La Californie, ses entreprises d'informatique, ses cadavres... Tout commence avec ce qui s'apparente à une noyade. Mais "Blackmail Blues", deuxième roman de l'écrivaine après "Enola Game", va plonger très profond dans les eaux troubles des relations humaines. D'un opus à l'autre, l'écrivaine Christel Diehl est devenue Chris Diehl: "Enola Game", roman tragique à huis clos, et le polar "Blackmail Blues" - publié aux éditions du Toucan, que je remercie pour l'envoi! - n'ont pas grand-chose en commun!
"Blackmail Blues" est un roman policier aux allures classiques, où deux agents tâtonnent, en mettant en commun des qualités complémentaires d'enquête, jusqu'à arriver au personnage qui a tué. Nombreux sont les entretiens et interrogatoires qui émaillent le récit! Ils révèlent en creux que David Pounds, la victime retrouvée dans l'eau d'un lac, est un mort dont personne ne veut.
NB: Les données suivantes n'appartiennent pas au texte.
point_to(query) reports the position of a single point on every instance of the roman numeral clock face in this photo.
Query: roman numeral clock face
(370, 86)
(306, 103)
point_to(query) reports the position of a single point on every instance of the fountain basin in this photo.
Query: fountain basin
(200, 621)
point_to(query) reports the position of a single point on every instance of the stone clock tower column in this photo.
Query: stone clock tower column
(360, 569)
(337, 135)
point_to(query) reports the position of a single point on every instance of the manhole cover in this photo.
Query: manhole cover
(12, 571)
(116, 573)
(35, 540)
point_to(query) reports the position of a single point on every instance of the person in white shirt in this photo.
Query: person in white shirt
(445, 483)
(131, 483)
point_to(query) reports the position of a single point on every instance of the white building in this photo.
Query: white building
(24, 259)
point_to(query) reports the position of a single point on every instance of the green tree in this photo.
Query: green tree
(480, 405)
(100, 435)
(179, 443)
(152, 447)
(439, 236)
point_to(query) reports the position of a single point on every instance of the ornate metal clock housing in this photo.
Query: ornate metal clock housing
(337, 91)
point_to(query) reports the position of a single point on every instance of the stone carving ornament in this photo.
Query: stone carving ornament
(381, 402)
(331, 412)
Le portrait qui apparaît en creux est peu flatteur, pour ne pas dire détestable: c'est un maître chanteur, un manipulateur, un gars dépensier qui ne recule devant rien pour obtenir des fonds. C'est aussi un homme à femmes. Et comme beaucoup de gens ont de bonnes raisons de lui en vouloir, ça fait autant de suspects...
La Californie présentée par l'écrivaine est un monde imaginaire. L'enquête, en particulier, se déroule dans la ville de Las Caidas, qu'on pourrait traduire de l'espagnol par "Les Chutes": un lieu où les criminels chutent face à la perspicacité des policiers? Il est permis de le voir ainsi. On y trouve aussi des entreprises, des lieux qui trahissent une certaine opulence, et même des coins de campagne. L'auteure aime travestir les noms de marques célèbres, californiennes ou non, ce qui ne manque pas de faire sourire. On trouve ainsi Thunder (un site de rencontres), ou Face Value (un livre de visages bien connu). En outre, l'utilisation de mots anglais typiques du jargon policier américain, traduits avec diligence en notes de bas de page, donnent un peu au lecteur l'impression d'être aux Etats-Unis.
Le lien particulier entre Tom Riley et Tess Lorenzi, tandem d'agents bien rodé, est annoncé d'emblée, avec de riches références et même un surnom, bien commode pour alléger l'écriture du roman: leurs collègues les surnomment TN'T. L'auteure ne se lasse pas d'explorer ce lien, qui dépasse les simples rapports professionnels pour déboucher dans les eaux troubles du sentiment. Une évolution qui a ses limites, que l'auteure fixe clairement: l'effet de dramatisation, sur le ton du "fruit défendu", est garanti.
De manière plus large, d'ailleurs, les relations humaines sont particulièrement soignées dans ce roman qui, sous des dehors un peu lents, recèle quelques situations paroxystiques, avec suicides à la clé. Fausses lettres, regards noirs du pigeon au maître chanteur, relations d'affaires trompeuses, adultères, les situations sont nombreuses et sonnent juste. Et il y a du beau monde dans "Blackmail Blues", puisque même la Cosa Nostra s'en mêle...
"Blackmail Blues" fait partie de ces romans policiers faussement tranquilles qui captivent en raison de l'attention portée aux personnages et à leurs interactions - en l'espèce dans un milieu où tout le monde a une bonne raison de détester la victime, voire de la tuer. La recréation de ces tensions a de quoi fasciner le lecteur, avide de savoir comment les pièces du puzzle vont s'emboîter. Coeur, chantage, hacking, mafia: quel sera le bon mobile? Un peu de tout, peut-être? A découvrir: paradoxalement, le lecteur se retrouve ferré, à vouloir savoir qui a tué cet infâme bonhomme que tout le monde aurait voulu voir mort.
Chris Diehl, Blackmail Blues, Paris, Editions du Toucan, 2017.